A coloro che si sono scandalizzati per gli atti  di solidarietà tra i soci orientali dell’Unione, atti giudicati lesivi del principio di parità tra gli Stati membri, vorremmo ricordare la lunga serie dei guasti istituzionali prodotti dai sodali dell’Occidente, a cominciare dall’affossamento della Comunità Europea di Difesa ad opera dell’Assemblea francese nel 1954, alle successive bocciature dei Trattati per mano di referendum popolari: il Trattato di Maastricht da parte della Danimarca, quello di Roma da parte di Francia e Olanda, quello di Lisbona da parte irlandese. Senza contare le innumerevoli trasgressioni allo spirito comunitario consumate attraverso forme conclamate o occulte di direttorii.

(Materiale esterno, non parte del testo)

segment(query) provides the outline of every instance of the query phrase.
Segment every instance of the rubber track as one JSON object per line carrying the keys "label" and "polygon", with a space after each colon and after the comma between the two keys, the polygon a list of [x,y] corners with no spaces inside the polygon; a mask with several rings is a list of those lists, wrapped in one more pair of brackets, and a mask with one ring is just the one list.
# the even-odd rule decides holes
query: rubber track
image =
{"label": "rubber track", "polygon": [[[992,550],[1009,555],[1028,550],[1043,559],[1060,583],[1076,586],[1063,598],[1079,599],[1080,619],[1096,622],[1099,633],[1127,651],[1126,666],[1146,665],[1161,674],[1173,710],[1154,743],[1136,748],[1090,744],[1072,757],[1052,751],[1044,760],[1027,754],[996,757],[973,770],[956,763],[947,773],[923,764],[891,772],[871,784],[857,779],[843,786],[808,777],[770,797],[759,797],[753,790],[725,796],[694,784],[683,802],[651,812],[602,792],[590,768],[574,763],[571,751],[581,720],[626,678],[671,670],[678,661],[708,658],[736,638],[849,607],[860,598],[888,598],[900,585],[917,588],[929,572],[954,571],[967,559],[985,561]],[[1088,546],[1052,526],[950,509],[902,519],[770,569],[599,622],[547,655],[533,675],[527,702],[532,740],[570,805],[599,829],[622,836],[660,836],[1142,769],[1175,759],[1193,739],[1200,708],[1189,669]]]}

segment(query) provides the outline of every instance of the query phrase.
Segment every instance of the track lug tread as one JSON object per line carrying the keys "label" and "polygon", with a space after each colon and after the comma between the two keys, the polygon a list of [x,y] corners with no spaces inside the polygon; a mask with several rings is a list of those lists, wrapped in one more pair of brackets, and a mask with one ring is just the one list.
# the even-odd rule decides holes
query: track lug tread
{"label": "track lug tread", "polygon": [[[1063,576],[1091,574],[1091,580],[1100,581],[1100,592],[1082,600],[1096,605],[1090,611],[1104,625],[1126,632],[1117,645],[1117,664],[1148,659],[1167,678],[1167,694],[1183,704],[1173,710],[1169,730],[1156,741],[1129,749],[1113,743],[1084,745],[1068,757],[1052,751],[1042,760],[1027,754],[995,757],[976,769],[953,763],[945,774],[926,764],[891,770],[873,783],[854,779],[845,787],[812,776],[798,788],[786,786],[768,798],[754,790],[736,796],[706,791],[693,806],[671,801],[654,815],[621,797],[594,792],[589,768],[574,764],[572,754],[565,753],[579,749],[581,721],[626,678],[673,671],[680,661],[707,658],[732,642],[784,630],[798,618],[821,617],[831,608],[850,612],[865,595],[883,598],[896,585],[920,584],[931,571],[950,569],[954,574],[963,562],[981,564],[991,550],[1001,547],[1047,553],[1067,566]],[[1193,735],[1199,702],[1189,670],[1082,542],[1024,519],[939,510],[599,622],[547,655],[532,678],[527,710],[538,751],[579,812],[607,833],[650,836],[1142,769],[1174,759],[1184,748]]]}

Esistono gli Europei, bisogna fare l’Europa

La ricorrente domanda che sottende, fin dai primordi, l’aspirazione all’unità europea dopo che essa è entrata nell’arengo politico concreto, è rimbalzata in un dialogo appassionato tra Ernesto Galli della Loggia e Giuliano Amato sulle pagine del “Corriere della Sera” del 26 febbraio scorso. Il primo esclude ormai dalle prospettive concrete la formazione di uno Stato federale europeo, per intenderci alla maniera degli Stati Uniti. L’altro riconosce che l’idea di creare uno Stato federale è stata un formidabile motore per la costruzione europea, pur se oggi non costituisce la piattaforma ideale comune. Ciò nonostante – sostiene Amato - una piattaforma ideale comune c’è ed è rappresentata dall’idem sentire europeo, sostenuto da un patrimonio di principi e di valori costituzionali trasferiti in stampi giuridici e moduli organizzativi, ma anche di costume. La partita è dunque aperta tra le forze disgregatrici e quelle unitarie.    
Che fare? Pensiamo che ci stia davanti un percorso opposto a quello che suggeriva agli italiani del Risorgimento Massimo D’Azeglio: “gli italiani hanno voluto fare un’Italia nuova…ma bisogna prima che si formino loro”. Dalla seconda metà del secolo XX gli Europei hanno sperimentato le loro affinità elettive, la loro concordanza culturale pur nelle persistenti distinzioni di stili (“uniti nella diversità”). Gli Europei esistono non solo come componente antropologica, ma come collettività che si riconosce nella comune origine e formazione; ora essi devono fare l’Europa, quella istituzionale. Le elezioni per il rinnovo del Parlamento Europeo del prossimo giugno sono dunque un’ occasione da non perdere, e suggeriscono ai cittadini europei pensosi del proprio avvenire di invertire la tendenza della purtroppo declinante affluenza alle urne.

La risalita dal declino elettorale 

All’indomani delle analoghe votazioni del 10/13 giugno 2004 notavamo la differenza tra i risultati dei referendum di adesione svoltisi nel 2003 nei 10 Paesi entrati nell’ UE il 1° maggio 2004, i quali registrarono un’affluenza superiore al 55 % e un consenso da parte dei votanti superiore all’80 %, e la successiva prova elettorale per l’ Europarlamento del 10/13 giugno 2004 in cui sia l’affluenza alle urne sia il consenso precipitarono a quote minime. Il punto più basso fu registrato dalla Slovacchia dove nel 2003 erano andati a votare il 52,15 degli elettori, mentre nel 2004 i votanti erano scesi al 16,66. Anche tra gli “anziani” dell’Unione si è registrata una sintomatica flessione tra coloro che hanno esercitato il diritto di voto per le Europee: dal 63% delle prime votazioni del 1979 alle successive percentuali del 61%, 58,5%, 56,8%, 49,8% fino al 45,5 nel 2004. Ma alcuni Paesi si distinsero per controtendenza: l’Italia passando dal 70,8% dei votanti nel 1999 al 73,1% nel 2004, il Lussemburgo dall’87,3% al 90%, l’Olanda dal 30% al 39,1%, l’Irlanda dal 50,2 % al 59 % e l’Inghilterra dal 24% al 38,9%. Dunque non è vero che certe cattive pieghe e infauste correnti siano irrefrenabili. Si può risalire la china.
I popoli europei, dell’Est e dell’Ovest, del Nord e del Sud hanno ora a disposizione un’arma per manifestare la loro volontà di reagire alla crisi economica e alla crisi d’Europa: andare alle urne in massa. Una rivolta democratica contro tutte le incertezze del momento.